TARA SCULLY: Well, these are the aquaculture oysters. These are the ones that we’re growing in aquaculture.
IRA FLATOW: I see. And Imani, what inspired you to get into writing your thesis and founding Minorities in Aquaculture?
IMANI BLACK: Yeah. Well, I didn’t expect to do either, but 2020 had different plans, and so I just kind of took the opportunity. I wasn’t expecting to do it at the same time, but they sort of kind of cascaded, and I really kind of– after being an oyster farmer for six years before starting both, I had to be really intentional about, well, I’ve got this beast of a train that’s moving on with Minorities in Aquaculture. I need to think of a thesis project that is really going to tie into that so I can be efficient on reading. There’s a lot of reading in master’s programs, so I was just trying to cut that down in half really.
[LAUGHTER]
IRA FLATOW: I was going to ask you how fast you can shuck an oyster, but I’m going to–
IMANI BLACK: Oh, I got a video in the back. You want to see? It’s like five seconds probably.
IRA FLATOW: Five seconds?
IMANI BLACK: Yeah. I can’t do that consistently. I’m not doing any shucking contest, but I was just saying to Tara I should have had like a little basket of shells. I should have just like been, anybody want a shucked oyster? Shucked them and thrown them out there, because–
IRA FLATOW: Wow. Wow.
IMANI BLACK: I can be efficient when I need to be.
[LAUGHTER]
IRA FLATOW: I’m afraid to ask this next question now, but what do you want our audience to take home tonight, to know about their seafood? What should they take home in the message?

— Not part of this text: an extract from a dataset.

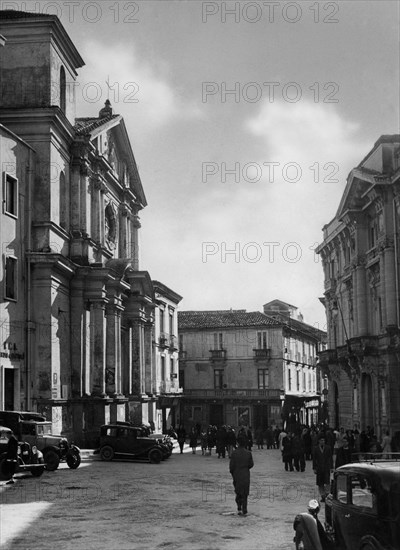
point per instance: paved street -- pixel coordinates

IMANI BLACK: Yeah. I think for me, just know where your seafood is coming from, right? Local seafood is how you become more sustainable. That’s the buzzword with people in our food security is sustainability. The way to be more sustainable with your seafood, one, eat more oysters. Oysters are the most sustainable protein on the planet compared to beef, chicken, all the things. So eat more oysters.
[APPLAUSE]
Second, just know where your seafood is coming from. Get it from a local source. Really shake hands with that person so that you can say for yourself that you understand how it’s being produced, how it’s being harvested, and you can be OK with that, and you can support that in any way that you want to.
IRA FLATOW: Great final message. I want to thank both of you for taking time to be with us today. Imani Black, aquaculturist, grad student University of Maryland Center for Environmental Science, and Tara Scully, biologist, associate professor at GWU here in DC. Thank you, again, both for coming in.